Uganda is a country on the move. Following the trauma of the Idi Amin period, political stability and economic policies aligned with international trade have generated economic development and social change – but are plans for attracting inward investment ignoring the economic realities facing Uganda’s people?
The government of Uganda has a number of ambitious ten and five year plans to achieve prosperity by 2040 and lower-middle income status as soon as 2017 – even though this means doubling average national incomes within two years.
As part of these enterprising plans, government has been attracting inward investment as well as promoting local enterprise. However, as with so many countries, good intentions can easily unravel unless based on economic realities.
This entails acquiring a detailed awareness of the interests of investors and how government can capture a reasonable proportion of the surplus generated to both recover the costs of public investment and to finance much needed improvements in the provision of housing, education and health services for those in need.
It cannot be assumed that merely by providing sites, industrialists will want to build factories, employ local people and boost economic growth. Many investors seek tax and other concessions, as well as long term tenure security and the subsidised provision of good transport and services, all of which require the expenditure of large sums of public money on a speculative basis.
As in so many countries in Africa, and even Europe, the government of Uganda lacks adequate expertise in assessing the nature and extent of demand for inward investment. Government agencies appear to assume that merely by providing serviced sites, investors will arrive and plans will be realised. However, as the example of the Kampala Industrial and Business Park at Namanve, on the edge of Kampala has shown, such projects are likely to fail unless based on sound assessments of the potential demand and relevant costs and benefits.
A second concern that constrains the ability to realise government plans relates to housing. At present, Uganda is preparing housing standards that are appropriate to a middle income country on the assumption that the country will shortly have achieved this status. Current draft standards include a provision for the minimum size of residential land parcels of 150m2, even though a large proportion of the increasing urban population live on plots less than half this size. Such official standards would therefore make it officially impossible for such housing to be legalised.
Increasing land costs also make it impossible for many low and even middle income households to afford new housing that meets such standards. Evidence from international experience presented at a workshop in Kampala on housing standards in early 2015 demonstrated that there is no direct correlation between housing standards and the economic status of a country.
In fact, an example was presented of a house measuring a meagre 1.5 metres wide on sale in London, the capital of a rich country, and in Japan, even many middle-income households would be unable to afford the housing standards being considered in Uganda. Despite all this evidence, the Uganda National Planning Authority continues to insist on standards it considers appropriate to a middle income country.
The result of such inappropriate housing standards and regulations? Many people in Uganda’s expanding cities will be forced to live in the very unauthorised forms of housing that the government is seeking to prevent.
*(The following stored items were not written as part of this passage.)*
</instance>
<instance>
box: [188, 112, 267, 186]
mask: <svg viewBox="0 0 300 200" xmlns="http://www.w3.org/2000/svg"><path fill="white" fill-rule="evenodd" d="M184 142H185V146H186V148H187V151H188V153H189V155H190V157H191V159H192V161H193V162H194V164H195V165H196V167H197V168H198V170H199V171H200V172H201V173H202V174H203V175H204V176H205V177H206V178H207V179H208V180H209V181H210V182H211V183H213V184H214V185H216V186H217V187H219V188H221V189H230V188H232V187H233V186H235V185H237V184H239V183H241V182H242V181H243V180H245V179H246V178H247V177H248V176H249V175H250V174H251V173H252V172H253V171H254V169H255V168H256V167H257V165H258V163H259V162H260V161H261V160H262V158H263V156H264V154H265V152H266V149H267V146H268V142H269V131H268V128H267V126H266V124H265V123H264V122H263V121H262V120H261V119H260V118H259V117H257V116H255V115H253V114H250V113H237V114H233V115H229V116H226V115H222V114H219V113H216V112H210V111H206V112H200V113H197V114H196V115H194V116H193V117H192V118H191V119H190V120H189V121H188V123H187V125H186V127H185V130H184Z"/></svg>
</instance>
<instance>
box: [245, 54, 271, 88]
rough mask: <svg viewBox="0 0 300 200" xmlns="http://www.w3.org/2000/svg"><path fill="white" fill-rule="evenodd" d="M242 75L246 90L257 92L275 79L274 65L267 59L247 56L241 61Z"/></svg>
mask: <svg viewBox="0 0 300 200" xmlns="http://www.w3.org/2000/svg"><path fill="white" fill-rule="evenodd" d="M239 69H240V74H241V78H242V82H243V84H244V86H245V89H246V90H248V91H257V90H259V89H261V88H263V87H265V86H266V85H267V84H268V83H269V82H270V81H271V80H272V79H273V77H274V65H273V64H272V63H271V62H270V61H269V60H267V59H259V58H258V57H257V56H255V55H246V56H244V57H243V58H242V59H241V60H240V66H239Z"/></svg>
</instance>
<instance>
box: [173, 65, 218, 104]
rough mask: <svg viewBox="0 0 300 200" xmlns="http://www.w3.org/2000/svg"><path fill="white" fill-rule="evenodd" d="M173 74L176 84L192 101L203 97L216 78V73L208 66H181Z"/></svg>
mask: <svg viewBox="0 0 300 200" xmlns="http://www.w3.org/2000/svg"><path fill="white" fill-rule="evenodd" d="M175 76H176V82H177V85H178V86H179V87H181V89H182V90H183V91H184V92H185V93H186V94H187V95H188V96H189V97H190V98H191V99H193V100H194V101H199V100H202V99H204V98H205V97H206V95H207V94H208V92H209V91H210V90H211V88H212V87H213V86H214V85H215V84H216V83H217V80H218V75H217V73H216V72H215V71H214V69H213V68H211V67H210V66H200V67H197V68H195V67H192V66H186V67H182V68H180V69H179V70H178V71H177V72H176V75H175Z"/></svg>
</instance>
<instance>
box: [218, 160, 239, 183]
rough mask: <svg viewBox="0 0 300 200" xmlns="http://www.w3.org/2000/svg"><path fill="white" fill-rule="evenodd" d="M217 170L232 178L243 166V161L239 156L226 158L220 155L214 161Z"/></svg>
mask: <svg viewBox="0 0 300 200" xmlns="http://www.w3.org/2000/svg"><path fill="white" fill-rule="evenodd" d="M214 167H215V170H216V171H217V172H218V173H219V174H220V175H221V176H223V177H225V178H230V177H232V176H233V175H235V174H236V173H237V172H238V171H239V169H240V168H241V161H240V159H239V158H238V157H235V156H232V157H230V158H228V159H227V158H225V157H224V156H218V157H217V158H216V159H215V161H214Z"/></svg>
Uganda has many assets, the greatest of which are its people. They have demonstrated enormous enterprise and resilience over recent decades and progress is being made in social and economic development. What is needed now is for government to be more pragmatic and sensitive to the needs of ordinary people and avoid imposing over-ambitious projects and standards. A more inclusive approach is likely to yield greater results, even if they take a little longer to be realised.